The divide between rich and poor has been widening, even during a global pandemic; let’s at least consider whether corporations and the wealthy should contribute more.

The rich get richer and the poor poorer. That has been a timeless and universal phenomenon but it is especially pronounced in Hong Kong.

According to a new survey by Citibank, the number of local multimillionaires reached a record high of 515,000 last year. That is one in 12 of the local adult population and is up by nearly a quarter from the previous year, despite or rather because of the economic impact of the Covid-19 pandemic.

Citibank defines a multimillionaire as one owning net assets of HK$10 million (US$1.3 million) and liquid assets of HK$1 million.

Before we all uncork the champagne, let’s consider the opposite end of the economic spectrum. More than one in five people – 1.41 million in 2018 – lived below the city’s poverty line, based on government figures released last year.
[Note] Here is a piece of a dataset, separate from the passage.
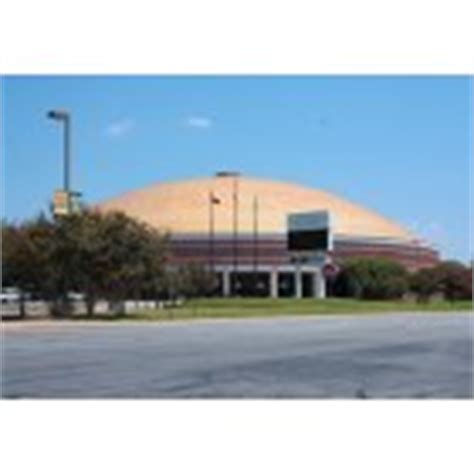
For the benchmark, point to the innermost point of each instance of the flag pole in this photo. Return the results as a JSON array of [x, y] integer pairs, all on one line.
[[235, 233], [255, 243]]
More than one in five people – 1.41 million in 2018 – lived below the city’s poverty line, based on government figures released last year.


Especially alarming was the rise in poverty among youth, defined as those aged 18 to 29, which stood at 12.6 per cent in 2018 from 11.9 per cent in 2015.

One simple reason for the growth of wealth is the pandemic. This may seem paradoxical but it is not.

Quite simply, long-standing high liquidity and cheap borrowing costs within the advanced parts of the world economy have been maintained, even boosted, during the pandemic. Major central banks led by the US Federal Reserve have made sure of that.

The US dollar peg, along with the rapid economic recovery of China from the health crisis, has helped maintain the asset bubble of the local property market, which remains among the world’s most unaffordable. The Hang Seng Index, which hit a nadir in late March last year, has regained all lost ground.

In such circumstances, those with assets such as property and stocks have inevitably done well. Those without assets face job losses and wage cuts, not to mention that, being poor, they are more exposed to catching Covid-19 from crowded neighbourhoods and old buildings with poor sanitation, including leaking sewage pipes.

Contemporary monetary policy as practised by the United States and others has long declared victory over consumer-price inflation, only to have created and kept generating asset inflation or bubbles. Now the global policy conversation has decisively changed, with serious talk about raising taxes on big corporations and the wealthy.

That is a healthy debate, even for free-market Hong Kong.